Am "Kapelli" öffnet sich der Blick und man sieht gegenüber, hoch über Riedenberg, schon den Farnsberg aufragen, den es zu besteigen gilt. Doch zunächst steigt man nach Riedenberg auf den tiefsten Punkt der Tour ab und durchquert den Ort, bevor der knackige Hauptanstieg beginnt.
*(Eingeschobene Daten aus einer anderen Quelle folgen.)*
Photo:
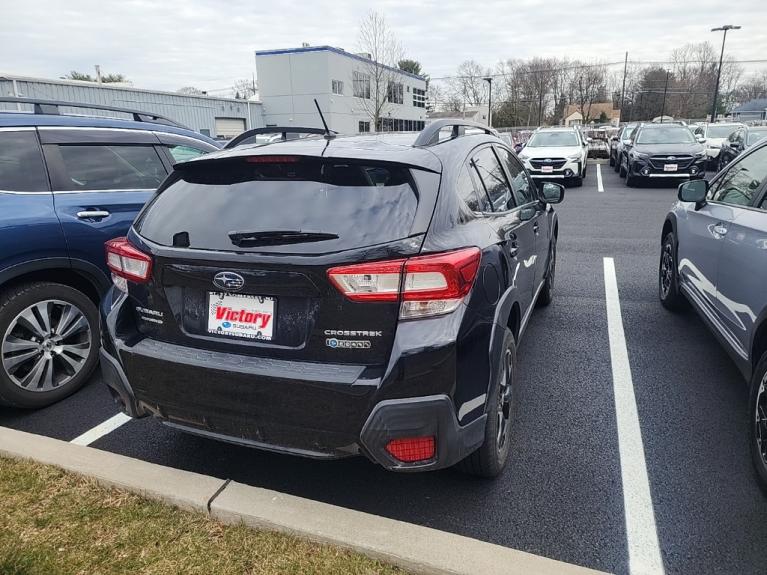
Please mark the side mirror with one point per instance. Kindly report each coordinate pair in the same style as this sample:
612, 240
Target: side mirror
552, 193
693, 191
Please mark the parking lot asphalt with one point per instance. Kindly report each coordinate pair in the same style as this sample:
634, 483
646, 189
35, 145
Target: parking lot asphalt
562, 494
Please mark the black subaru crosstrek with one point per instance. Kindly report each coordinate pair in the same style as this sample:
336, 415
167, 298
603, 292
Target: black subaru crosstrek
329, 297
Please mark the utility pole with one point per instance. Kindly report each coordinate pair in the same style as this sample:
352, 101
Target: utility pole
724, 29
623, 88
489, 81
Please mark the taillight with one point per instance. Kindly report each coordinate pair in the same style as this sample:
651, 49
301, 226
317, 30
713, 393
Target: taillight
127, 263
426, 285
412, 449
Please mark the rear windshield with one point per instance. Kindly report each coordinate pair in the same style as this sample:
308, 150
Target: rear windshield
303, 206
666, 135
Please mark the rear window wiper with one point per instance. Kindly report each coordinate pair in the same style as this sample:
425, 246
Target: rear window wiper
278, 237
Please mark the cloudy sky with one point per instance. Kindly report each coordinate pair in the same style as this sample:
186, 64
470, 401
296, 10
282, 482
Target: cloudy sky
167, 44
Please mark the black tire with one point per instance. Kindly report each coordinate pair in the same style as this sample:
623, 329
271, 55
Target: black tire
668, 275
83, 344
547, 291
489, 460
757, 433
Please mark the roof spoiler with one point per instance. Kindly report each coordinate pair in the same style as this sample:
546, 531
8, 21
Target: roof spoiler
429, 136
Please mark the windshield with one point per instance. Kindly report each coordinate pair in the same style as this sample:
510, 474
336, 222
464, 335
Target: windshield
755, 135
552, 140
666, 135
720, 131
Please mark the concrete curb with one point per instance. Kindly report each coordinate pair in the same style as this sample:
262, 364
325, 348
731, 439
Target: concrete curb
413, 547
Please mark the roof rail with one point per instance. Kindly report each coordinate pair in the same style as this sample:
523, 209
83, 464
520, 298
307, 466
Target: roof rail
51, 107
284, 130
429, 136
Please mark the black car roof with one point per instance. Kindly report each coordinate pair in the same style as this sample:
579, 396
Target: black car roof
397, 148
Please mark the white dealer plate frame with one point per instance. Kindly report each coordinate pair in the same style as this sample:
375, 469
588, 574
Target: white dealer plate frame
245, 316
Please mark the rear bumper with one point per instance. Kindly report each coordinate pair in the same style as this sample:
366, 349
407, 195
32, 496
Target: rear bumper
321, 411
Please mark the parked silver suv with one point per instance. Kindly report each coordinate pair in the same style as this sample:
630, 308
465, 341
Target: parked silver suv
714, 255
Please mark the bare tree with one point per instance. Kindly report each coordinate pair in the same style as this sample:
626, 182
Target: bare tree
376, 82
589, 88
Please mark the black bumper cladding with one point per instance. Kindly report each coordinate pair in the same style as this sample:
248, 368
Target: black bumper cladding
419, 417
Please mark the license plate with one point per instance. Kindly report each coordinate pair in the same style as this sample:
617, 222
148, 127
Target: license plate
240, 315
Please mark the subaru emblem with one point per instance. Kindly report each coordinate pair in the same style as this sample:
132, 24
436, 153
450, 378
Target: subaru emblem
228, 281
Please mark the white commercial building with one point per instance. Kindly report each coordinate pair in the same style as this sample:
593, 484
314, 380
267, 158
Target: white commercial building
344, 85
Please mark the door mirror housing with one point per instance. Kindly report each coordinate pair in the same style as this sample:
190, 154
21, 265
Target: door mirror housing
552, 193
693, 191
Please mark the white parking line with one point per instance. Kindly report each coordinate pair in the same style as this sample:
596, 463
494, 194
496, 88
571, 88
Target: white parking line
101, 429
641, 532
600, 187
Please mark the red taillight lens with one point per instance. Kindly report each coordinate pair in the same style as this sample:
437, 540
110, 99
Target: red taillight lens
127, 262
412, 449
427, 285
379, 281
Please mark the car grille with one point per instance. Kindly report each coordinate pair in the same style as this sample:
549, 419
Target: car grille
682, 162
555, 163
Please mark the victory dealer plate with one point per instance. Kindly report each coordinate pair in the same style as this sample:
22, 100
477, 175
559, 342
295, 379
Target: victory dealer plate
237, 315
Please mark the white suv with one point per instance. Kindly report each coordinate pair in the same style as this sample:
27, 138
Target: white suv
556, 154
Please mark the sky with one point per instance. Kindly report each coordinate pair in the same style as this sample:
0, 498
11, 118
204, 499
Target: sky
168, 44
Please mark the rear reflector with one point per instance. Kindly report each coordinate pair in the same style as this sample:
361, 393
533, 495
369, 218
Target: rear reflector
426, 285
127, 262
412, 449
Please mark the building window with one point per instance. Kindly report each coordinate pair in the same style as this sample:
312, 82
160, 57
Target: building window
395, 93
419, 98
361, 85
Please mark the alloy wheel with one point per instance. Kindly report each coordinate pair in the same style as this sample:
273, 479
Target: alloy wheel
666, 269
504, 401
46, 345
761, 420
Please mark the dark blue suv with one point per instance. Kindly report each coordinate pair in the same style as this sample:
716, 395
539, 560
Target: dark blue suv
67, 185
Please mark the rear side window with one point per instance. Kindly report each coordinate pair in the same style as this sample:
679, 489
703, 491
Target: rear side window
520, 184
21, 163
742, 180
494, 180
111, 167
299, 206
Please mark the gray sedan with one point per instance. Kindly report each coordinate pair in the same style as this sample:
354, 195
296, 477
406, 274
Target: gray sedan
714, 256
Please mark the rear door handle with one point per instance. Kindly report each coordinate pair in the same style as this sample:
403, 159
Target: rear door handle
92, 214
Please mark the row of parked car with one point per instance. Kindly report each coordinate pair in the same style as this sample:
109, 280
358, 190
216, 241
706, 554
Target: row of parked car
676, 150
244, 306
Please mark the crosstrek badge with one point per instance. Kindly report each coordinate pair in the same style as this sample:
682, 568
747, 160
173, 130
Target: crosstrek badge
240, 315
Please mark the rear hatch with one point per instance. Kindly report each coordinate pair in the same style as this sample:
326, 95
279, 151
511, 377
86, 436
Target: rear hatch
241, 249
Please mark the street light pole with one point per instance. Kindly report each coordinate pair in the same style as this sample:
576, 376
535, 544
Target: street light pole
719, 72
489, 81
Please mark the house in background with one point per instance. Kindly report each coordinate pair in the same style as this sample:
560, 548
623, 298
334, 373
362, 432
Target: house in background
751, 110
573, 116
289, 80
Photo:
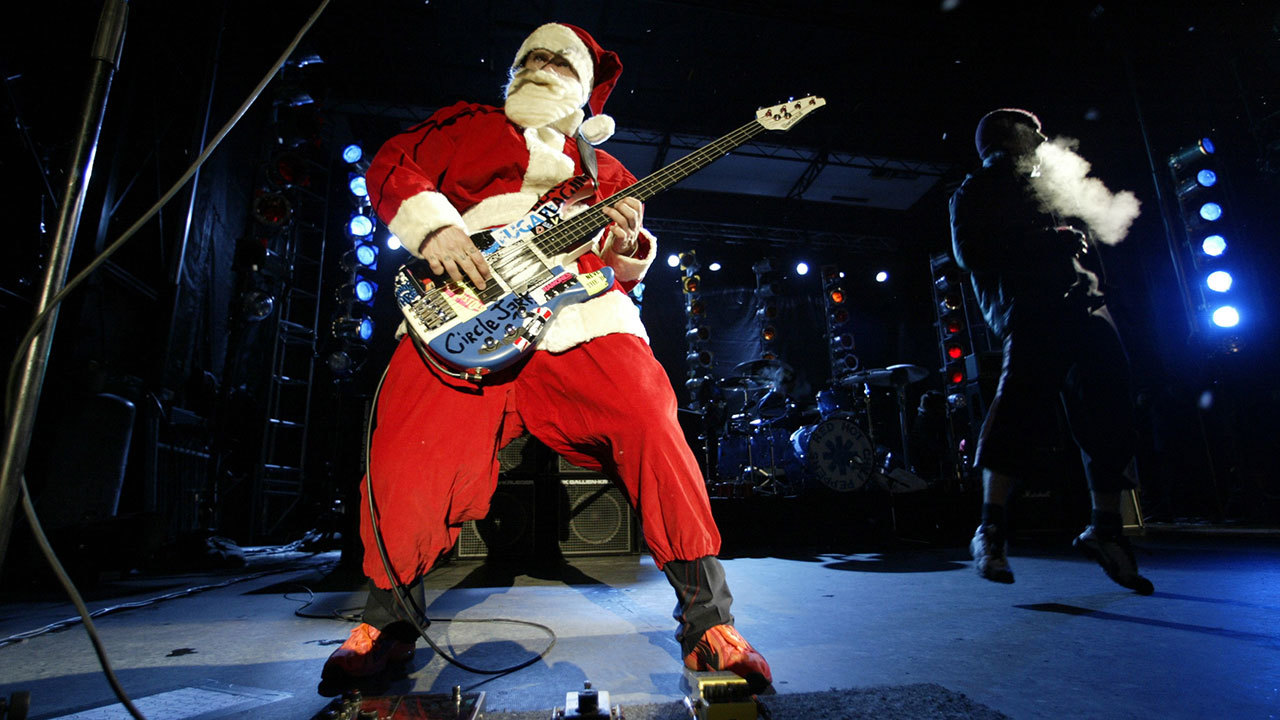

Man verlässt den Wald schließlich erst wieder unterhalb des Tintenfasses, um dort die eindrucksvollen Spuren des Basaltabbaus am Spitzen Steinküppel zu bestaunen, der komplett abgetragen und ausgehöhlt wurde. Das Berghaus Rhön lädt zur verdienten Rast ein, bevor der Weg oberhalb des Tintenfasses weiter bergan führt, zu einem der schönsten Aussichtspunkte der Rhön. Hier am Farnsberg überblickt man das Obere Sinntal und die dahinterliegenden Berge des Dammersfeldrückens.

Durch den Wald und vorbei an alten Hutebuchen führt der Weg weiter zum Würzburger Haus, mit ebenfalls wundervollen Einblicken ins Sinntal. Hier ist der höchste Punkt der Wanderung und eine weitere Rhöner Hütte erreicht, in der ebenfalls eine Stärkung möglich ist.

Durch den Wald führt die Tour wieder abwärts, mit wunderbaren Einblicken zum Dammersfeld hinüber, über den "Rosengarten" bei der Oberbacher Ziegelhütte. Hier oben kommt man sich vor wie auf einer Alm, nur dass Islandpferde und nicht Kühe die Weiden beleben. Hoch über Oberbach beginnt der Abstieg zurück zum Parkplatz.

Jürgen Hüfner, Autor dieses Artikels: "Für mich eine der schönsten Rhöntouren überhaupt - und das sicher nicht nur, weil mich der Weg durch meine alte Heimat Oberbach führt."